Recent advances have shown the effectiveness of self-evolving LLM agents on tasks such as program repair and scientific discovery. In this paradigm, a planner LLM synthesizes an agent program that invokes parametric models, including LLMs, which are then tuned per task to improve performance. However, existing self-evolving agent frameworks provide no formal guarantees of safety or correctness. Because such programs are often executed autonomously on unseen inputs, this lack of guarantees raises reliability and security concerns. We formulate agentic code generation as a constrained learning problem, combining hard formal specifications with soft objectives capturing task utility. We introduce Formally Guarded Generative Models (FGGM), which allow the planner LLM to specify a formal output contract for each generative model call using first-order logic. Each FGGM call wraps the underlying model in a rejection sampler with a verified fallback, ensuring every returned output satisfies the contract for any input and parameter setting. Building on FGGM, we present SEVerA (Self-Evolving Verified Agents), a three-stage framework: Search synthesizes candidate parametric programs containing FGGM calls; Verification proves correctness with respect to hard constraints for all parameter values, reducing the problem to unconstrained learning; and Learning applies scalable gradient-based optimization, including GRPO-style fine-tuning, to improve the soft objective while preserving correctness. We evaluate SEVerA on Dafny program verification, symbolic math synthesis, and policy-compliant agentic tool use ($τ^2$-bench). Across tasks, SEVerA achieves zero constraint violations while improving performance over unconstrained and SOTA baselines, showing that formal behavioral constraints not only guarantee correctness but also steer synthesis toward higher-quality agents.

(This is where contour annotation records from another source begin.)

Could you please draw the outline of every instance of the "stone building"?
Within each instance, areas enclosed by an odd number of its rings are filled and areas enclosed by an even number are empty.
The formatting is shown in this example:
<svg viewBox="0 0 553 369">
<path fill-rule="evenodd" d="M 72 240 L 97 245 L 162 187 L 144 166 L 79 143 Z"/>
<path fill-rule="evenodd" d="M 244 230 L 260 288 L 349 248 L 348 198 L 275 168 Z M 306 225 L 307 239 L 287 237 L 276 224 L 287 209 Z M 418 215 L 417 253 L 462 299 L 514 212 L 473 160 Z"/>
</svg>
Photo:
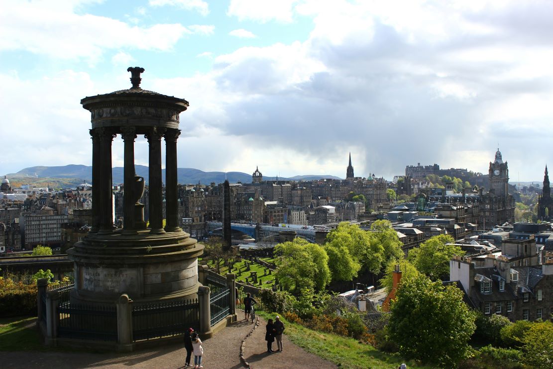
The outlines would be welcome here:
<svg viewBox="0 0 553 369">
<path fill-rule="evenodd" d="M 488 176 L 490 189 L 487 194 L 481 193 L 479 226 L 483 229 L 492 229 L 506 222 L 514 223 L 515 199 L 508 192 L 509 168 L 499 149 L 495 159 L 489 163 Z"/>
</svg>

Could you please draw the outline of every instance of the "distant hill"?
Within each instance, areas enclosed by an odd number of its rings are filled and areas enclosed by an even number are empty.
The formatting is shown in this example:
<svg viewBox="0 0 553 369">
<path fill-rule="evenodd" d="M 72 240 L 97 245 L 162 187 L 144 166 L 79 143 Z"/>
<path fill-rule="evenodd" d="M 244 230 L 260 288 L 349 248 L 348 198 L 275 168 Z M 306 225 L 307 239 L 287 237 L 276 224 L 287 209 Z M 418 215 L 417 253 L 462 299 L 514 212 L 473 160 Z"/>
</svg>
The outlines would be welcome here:
<svg viewBox="0 0 553 369">
<path fill-rule="evenodd" d="M 148 167 L 144 165 L 135 165 L 135 170 L 138 175 L 143 176 L 148 183 Z M 123 168 L 116 167 L 112 170 L 113 182 L 114 184 L 123 183 Z M 165 178 L 165 169 L 161 171 L 161 175 Z M 51 186 L 60 186 L 62 184 L 68 183 L 76 185 L 84 181 L 91 182 L 92 176 L 92 167 L 79 164 L 70 164 L 63 167 L 31 167 L 22 169 L 17 173 L 7 174 L 8 178 L 15 183 L 29 184 L 40 182 L 48 182 L 51 179 Z M 198 183 L 209 184 L 212 182 L 222 183 L 225 178 L 228 179 L 231 183 L 238 181 L 243 183 L 249 183 L 252 181 L 252 175 L 240 171 L 203 171 L 199 169 L 191 168 L 179 168 L 177 171 L 177 178 L 179 183 L 189 184 Z M 275 180 L 276 177 L 264 177 L 267 180 Z M 296 175 L 291 178 L 279 177 L 280 180 L 311 180 L 321 178 L 331 178 L 340 179 L 338 177 L 333 175 L 317 175 L 309 174 L 307 175 Z M 64 179 L 64 180 L 57 180 L 56 179 Z"/>
</svg>

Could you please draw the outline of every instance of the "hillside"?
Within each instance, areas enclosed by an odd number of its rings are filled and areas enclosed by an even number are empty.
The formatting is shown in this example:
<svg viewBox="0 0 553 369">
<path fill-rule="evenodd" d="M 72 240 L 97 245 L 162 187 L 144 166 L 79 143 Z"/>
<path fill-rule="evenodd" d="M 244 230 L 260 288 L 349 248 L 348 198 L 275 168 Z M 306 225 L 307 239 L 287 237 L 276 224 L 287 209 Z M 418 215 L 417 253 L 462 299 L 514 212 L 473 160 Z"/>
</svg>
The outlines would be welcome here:
<svg viewBox="0 0 553 369">
<path fill-rule="evenodd" d="M 148 180 L 148 167 L 135 165 L 135 170 L 138 175 L 144 177 L 147 183 Z M 54 188 L 74 187 L 86 181 L 92 181 L 92 167 L 79 164 L 70 164 L 62 167 L 31 167 L 19 170 L 15 173 L 7 174 L 13 186 L 19 186 L 22 184 L 34 184 L 37 186 L 45 187 L 49 185 Z M 123 183 L 123 168 L 116 167 L 112 171 L 114 184 Z M 165 178 L 165 169 L 162 170 L 161 175 Z M 201 183 L 209 184 L 212 182 L 222 183 L 225 178 L 231 183 L 238 181 L 249 183 L 252 181 L 252 175 L 239 171 L 203 171 L 191 168 L 179 168 L 177 171 L 177 178 L 179 183 Z M 282 180 L 311 180 L 320 178 L 332 178 L 339 179 L 332 175 L 296 175 L 291 178 L 279 178 Z M 274 180 L 275 177 L 264 177 L 267 180 Z"/>
</svg>

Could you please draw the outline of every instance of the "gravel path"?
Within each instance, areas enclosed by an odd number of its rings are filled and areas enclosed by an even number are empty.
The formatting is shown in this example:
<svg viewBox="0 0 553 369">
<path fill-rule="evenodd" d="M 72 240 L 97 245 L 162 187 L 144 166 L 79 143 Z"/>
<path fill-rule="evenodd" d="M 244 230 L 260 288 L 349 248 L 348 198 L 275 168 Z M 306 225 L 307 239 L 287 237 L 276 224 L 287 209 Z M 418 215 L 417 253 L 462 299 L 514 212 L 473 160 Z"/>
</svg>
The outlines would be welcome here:
<svg viewBox="0 0 553 369">
<path fill-rule="evenodd" d="M 238 318 L 244 316 L 237 311 Z M 268 355 L 265 341 L 267 322 L 259 319 L 251 336 L 246 340 L 243 355 L 251 368 L 335 368 L 336 366 L 306 352 L 283 337 L 283 352 Z M 204 342 L 202 364 L 205 369 L 240 369 L 244 367 L 240 361 L 242 340 L 254 325 L 251 321 L 239 320 L 233 323 Z M 2 337 L 0 337 L 0 339 Z M 276 342 L 273 343 L 275 349 Z M 74 369 L 78 368 L 143 368 L 144 369 L 182 368 L 186 351 L 183 345 L 173 345 L 127 354 L 94 353 L 71 350 L 50 351 L 0 351 L 0 367 L 2 369 Z M 192 356 L 194 361 L 194 356 Z"/>
<path fill-rule="evenodd" d="M 240 313 L 239 312 L 239 314 Z M 239 315 L 240 316 L 240 315 Z M 242 313 L 243 316 L 243 313 Z M 245 321 L 233 323 L 204 342 L 202 364 L 206 369 L 239 369 L 242 340 L 253 325 Z M 1 339 L 1 338 L 0 338 Z M 38 369 L 75 368 L 183 368 L 186 350 L 183 345 L 144 350 L 127 354 L 64 351 L 0 351 L 0 367 Z M 192 362 L 194 356 L 192 357 Z"/>
<path fill-rule="evenodd" d="M 290 341 L 285 334 L 282 337 L 282 352 L 267 354 L 267 341 L 265 340 L 265 326 L 267 322 L 259 318 L 259 326 L 246 340 L 243 351 L 246 361 L 252 369 L 281 369 L 282 368 L 315 368 L 336 369 L 330 361 L 310 354 Z M 276 350 L 276 341 L 273 342 L 273 350 Z"/>
</svg>

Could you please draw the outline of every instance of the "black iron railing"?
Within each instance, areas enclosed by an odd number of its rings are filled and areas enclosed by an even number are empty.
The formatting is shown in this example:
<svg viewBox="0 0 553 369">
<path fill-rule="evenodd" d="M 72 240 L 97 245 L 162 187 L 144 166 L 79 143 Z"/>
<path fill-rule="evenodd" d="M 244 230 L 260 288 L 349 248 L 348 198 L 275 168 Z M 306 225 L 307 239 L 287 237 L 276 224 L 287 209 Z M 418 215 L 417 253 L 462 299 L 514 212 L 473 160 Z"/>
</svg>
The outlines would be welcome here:
<svg viewBox="0 0 553 369">
<path fill-rule="evenodd" d="M 181 300 L 133 307 L 133 340 L 139 341 L 198 330 L 198 300 Z"/>
<path fill-rule="evenodd" d="M 67 303 L 60 305 L 58 313 L 58 337 L 117 340 L 117 313 L 115 306 Z"/>
</svg>

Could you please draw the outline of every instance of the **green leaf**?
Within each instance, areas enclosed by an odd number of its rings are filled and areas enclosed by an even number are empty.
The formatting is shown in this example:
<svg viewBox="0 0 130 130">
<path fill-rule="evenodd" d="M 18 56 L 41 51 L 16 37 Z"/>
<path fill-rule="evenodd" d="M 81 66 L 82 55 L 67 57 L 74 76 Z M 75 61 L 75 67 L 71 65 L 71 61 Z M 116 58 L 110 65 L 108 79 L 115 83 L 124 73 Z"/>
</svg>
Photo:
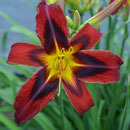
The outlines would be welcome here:
<svg viewBox="0 0 130 130">
<path fill-rule="evenodd" d="M 44 130 L 56 130 L 52 122 L 44 115 L 44 113 L 39 112 L 34 119 L 39 123 L 39 125 Z"/>
<path fill-rule="evenodd" d="M 0 113 L 0 122 L 3 123 L 10 130 L 22 130 L 20 127 L 17 127 L 16 124 L 11 121 L 7 116 Z"/>
</svg>

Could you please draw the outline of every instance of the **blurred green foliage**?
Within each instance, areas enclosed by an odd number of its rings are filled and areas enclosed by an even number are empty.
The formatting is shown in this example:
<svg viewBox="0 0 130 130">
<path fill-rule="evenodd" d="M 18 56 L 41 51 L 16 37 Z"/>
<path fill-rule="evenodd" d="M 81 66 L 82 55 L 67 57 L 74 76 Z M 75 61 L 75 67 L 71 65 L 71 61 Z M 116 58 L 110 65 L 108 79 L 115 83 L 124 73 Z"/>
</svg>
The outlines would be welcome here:
<svg viewBox="0 0 130 130">
<path fill-rule="evenodd" d="M 83 2 L 85 1 L 83 0 Z M 68 4 L 69 3 L 67 3 L 65 7 L 68 6 Z M 72 3 L 69 7 L 71 7 L 71 11 L 73 8 Z M 76 8 L 76 6 L 74 6 L 73 10 L 75 9 L 78 10 L 80 7 L 78 6 L 78 8 Z M 93 6 L 91 11 L 89 10 L 91 15 L 96 13 L 92 13 L 93 10 L 97 10 L 97 6 Z M 84 13 L 82 13 L 81 17 L 83 17 Z M 30 43 L 40 45 L 40 41 L 34 32 L 19 25 L 4 12 L 0 12 L 0 15 L 12 24 L 1 39 L 0 47 L 2 48 L 3 55 L 8 40 L 8 33 L 12 31 L 20 32 Z M 82 116 L 76 113 L 65 92 L 62 91 L 62 107 L 64 111 L 61 112 L 59 104 L 60 99 L 55 96 L 55 100 L 50 102 L 33 119 L 17 126 L 13 116 L 13 102 L 21 85 L 35 70 L 34 68 L 22 65 L 8 65 L 6 64 L 7 59 L 1 57 L 0 130 L 130 130 L 130 90 L 128 82 L 128 74 L 130 73 L 130 52 L 129 49 L 125 50 L 126 45 L 130 48 L 130 26 L 129 21 L 120 24 L 118 17 L 120 16 L 109 16 L 109 18 L 107 18 L 108 24 L 106 23 L 106 26 L 108 26 L 108 30 L 101 40 L 103 40 L 104 49 L 111 50 L 113 53 L 122 56 L 124 64 L 120 69 L 121 80 L 118 83 L 107 85 L 87 83 L 94 98 L 95 106 Z M 73 19 L 73 14 L 70 15 L 70 18 Z M 75 34 L 75 29 L 76 28 L 71 25 L 70 37 Z M 119 44 L 119 34 L 123 37 L 121 44 Z M 97 45 L 95 49 L 100 49 L 100 44 Z"/>
</svg>

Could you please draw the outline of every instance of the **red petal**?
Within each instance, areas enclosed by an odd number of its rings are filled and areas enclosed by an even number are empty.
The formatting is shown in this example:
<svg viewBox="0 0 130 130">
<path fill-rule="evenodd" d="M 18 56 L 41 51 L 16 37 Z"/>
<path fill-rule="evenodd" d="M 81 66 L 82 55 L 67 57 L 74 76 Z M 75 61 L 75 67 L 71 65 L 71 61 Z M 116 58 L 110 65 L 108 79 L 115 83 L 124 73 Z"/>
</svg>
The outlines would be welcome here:
<svg viewBox="0 0 130 130">
<path fill-rule="evenodd" d="M 15 43 L 11 47 L 8 64 L 23 64 L 29 66 L 43 66 L 38 56 L 43 55 L 42 47 L 29 43 Z"/>
<path fill-rule="evenodd" d="M 55 51 L 58 46 L 68 48 L 67 21 L 58 5 L 46 5 L 42 1 L 37 7 L 36 33 L 47 53 Z"/>
<path fill-rule="evenodd" d="M 93 98 L 82 81 L 74 77 L 73 82 L 63 79 L 62 83 L 67 96 L 78 114 L 83 114 L 94 105 Z"/>
<path fill-rule="evenodd" d="M 80 51 L 74 54 L 74 58 L 82 64 L 73 68 L 74 74 L 83 81 L 106 84 L 120 79 L 118 71 L 123 60 L 110 51 Z"/>
<path fill-rule="evenodd" d="M 113 1 L 115 1 L 115 0 L 110 0 L 110 4 L 111 4 Z M 119 11 L 119 9 L 120 9 L 124 4 L 126 4 L 126 2 L 127 2 L 127 0 L 123 0 L 122 3 L 119 5 L 119 7 L 118 7 L 114 12 L 112 12 L 112 14 L 113 14 L 113 15 L 116 14 L 116 13 Z"/>
<path fill-rule="evenodd" d="M 70 41 L 75 51 L 91 49 L 100 40 L 102 34 L 94 27 L 86 24 Z"/>
<path fill-rule="evenodd" d="M 54 99 L 59 80 L 47 79 L 46 69 L 37 71 L 20 88 L 15 102 L 15 120 L 21 124 L 34 117 L 47 103 Z"/>
</svg>

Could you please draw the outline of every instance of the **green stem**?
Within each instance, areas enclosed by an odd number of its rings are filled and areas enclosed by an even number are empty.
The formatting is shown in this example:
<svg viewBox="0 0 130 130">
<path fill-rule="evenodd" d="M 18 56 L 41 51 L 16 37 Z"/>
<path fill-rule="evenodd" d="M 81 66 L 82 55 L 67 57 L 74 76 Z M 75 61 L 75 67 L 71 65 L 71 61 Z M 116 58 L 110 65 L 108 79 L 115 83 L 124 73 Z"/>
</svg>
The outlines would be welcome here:
<svg viewBox="0 0 130 130">
<path fill-rule="evenodd" d="M 110 48 L 110 40 L 111 40 L 111 25 L 112 24 L 112 18 L 111 16 L 108 17 L 108 35 L 106 40 L 106 50 L 109 50 Z"/>
<path fill-rule="evenodd" d="M 122 120 L 121 120 L 121 123 L 120 123 L 120 129 L 119 130 L 124 130 L 123 127 L 124 127 L 124 123 L 125 123 L 125 119 L 126 119 L 125 117 L 126 117 L 126 114 L 127 114 L 127 109 L 128 109 L 128 104 L 129 104 L 129 94 L 130 94 L 129 78 L 130 78 L 130 76 L 128 75 L 126 102 L 125 102 L 124 112 L 123 112 L 123 115 L 122 115 Z"/>
<path fill-rule="evenodd" d="M 128 24 L 126 24 L 125 28 L 124 28 L 124 35 L 123 35 L 123 40 L 122 40 L 121 52 L 120 52 L 121 57 L 123 56 L 124 47 L 125 47 L 125 43 L 126 43 L 128 36 L 129 36 Z"/>
<path fill-rule="evenodd" d="M 115 29 L 115 25 L 117 23 L 117 16 L 115 17 L 114 21 L 112 22 L 111 16 L 109 16 L 109 21 L 108 21 L 108 36 L 107 36 L 107 41 L 106 41 L 106 50 L 110 49 L 110 44 L 111 44 L 111 36 L 113 35 L 113 31 Z"/>
<path fill-rule="evenodd" d="M 94 15 L 93 8 L 90 9 L 90 15 L 91 17 Z"/>
<path fill-rule="evenodd" d="M 62 93 L 62 91 L 61 91 L 61 93 Z M 60 104 L 60 113 L 61 113 L 61 130 L 65 130 L 65 126 L 64 126 L 64 106 L 63 106 L 63 98 L 62 98 L 61 94 L 59 96 L 59 104 Z"/>
</svg>

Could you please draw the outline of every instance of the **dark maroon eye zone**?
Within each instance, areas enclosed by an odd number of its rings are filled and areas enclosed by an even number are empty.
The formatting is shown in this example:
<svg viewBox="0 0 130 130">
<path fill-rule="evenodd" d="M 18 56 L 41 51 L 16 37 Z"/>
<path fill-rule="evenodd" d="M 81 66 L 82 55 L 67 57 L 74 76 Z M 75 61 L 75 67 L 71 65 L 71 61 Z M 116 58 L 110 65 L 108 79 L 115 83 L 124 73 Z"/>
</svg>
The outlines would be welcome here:
<svg viewBox="0 0 130 130">
<path fill-rule="evenodd" d="M 45 51 L 47 54 L 50 54 L 51 52 L 55 52 L 55 50 L 56 50 L 55 43 L 54 43 L 55 42 L 54 37 L 56 38 L 56 42 L 60 49 L 61 48 L 68 49 L 68 47 L 69 47 L 68 39 L 65 36 L 64 32 L 61 30 L 61 28 L 58 26 L 58 24 L 53 19 L 51 19 L 51 23 L 53 26 L 54 34 L 51 30 L 49 21 L 46 20 L 46 24 L 45 24 L 46 31 L 44 33 L 44 37 L 45 37 L 44 48 L 45 48 Z"/>
</svg>

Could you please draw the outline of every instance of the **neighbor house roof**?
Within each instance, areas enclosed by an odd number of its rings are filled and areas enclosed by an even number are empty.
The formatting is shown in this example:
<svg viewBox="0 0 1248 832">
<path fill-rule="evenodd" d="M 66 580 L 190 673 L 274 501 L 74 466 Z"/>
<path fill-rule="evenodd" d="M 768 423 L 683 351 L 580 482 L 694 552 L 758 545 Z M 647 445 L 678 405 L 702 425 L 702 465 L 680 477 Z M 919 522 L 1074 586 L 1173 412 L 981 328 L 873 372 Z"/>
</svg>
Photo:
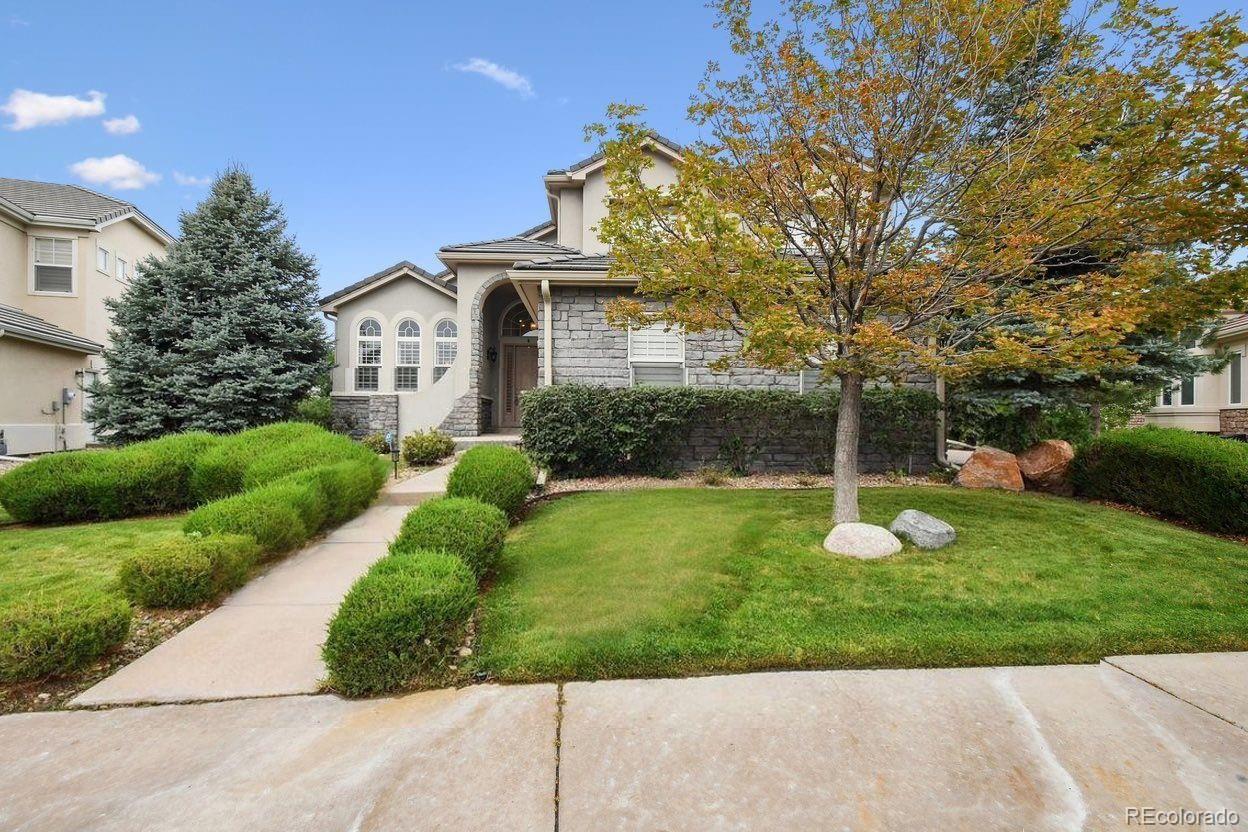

翻译：近期研究进展表明，自演进大语言模型（LLM）智能体在程序修复与科学发现等任务中展现出显著有效性。在该范式下，规划型LLM合成可调用参数化模型（包括LLM）的智能体程序，随后针对具体任务对模型进行微调以提升性能。然而，现有自演进智能体框架缺乏形式化的安全性与正确性保证。由于此类程序通常需在未见过输入上自主执行，这种保证缺失引发了可靠性与安全隐患。本文将智能体代码生成建模为约束学习问题，将硬性形式规范与刻画任务效用的软性目标相结合。我们提出形式化防护生成模型（Formally Guarded Generative Models, FGGM），该模型允许规划型LLM通过一阶逻辑为每次生成模型调用指定形式化输出合约。每个FGGM调用通过带验证回退机制的拒绝采样器封装底层模型，确保任意输入与参数设置下的返回输出均满足合约约束。基于FGGM，我们提出SEVerA（Self-Evolving Verified Agents，自演进验证智能体）三阶段框架：搜索阶段合成包含FGGM调用的候选参数化程序；验证阶段证明程序在所有参数取值下对硬约束的正确性，将问题转化为无约束学习；学习阶段采用可扩展的梯度优化方法（包括GRPO风格微调）在保证正确性的同时优化软目标。我们在Dafny程序验证、符号数学合成及策略合规智能体工具使用（τ²-bench）三个任务上评估SEVerA。实验表明，SEVerA在保持零约束违反的同时，性能全面超越无约束基线与当前最优方法，证明形式化行为约束不仅能保证正确性，更能引导合成出更高质量的智能体。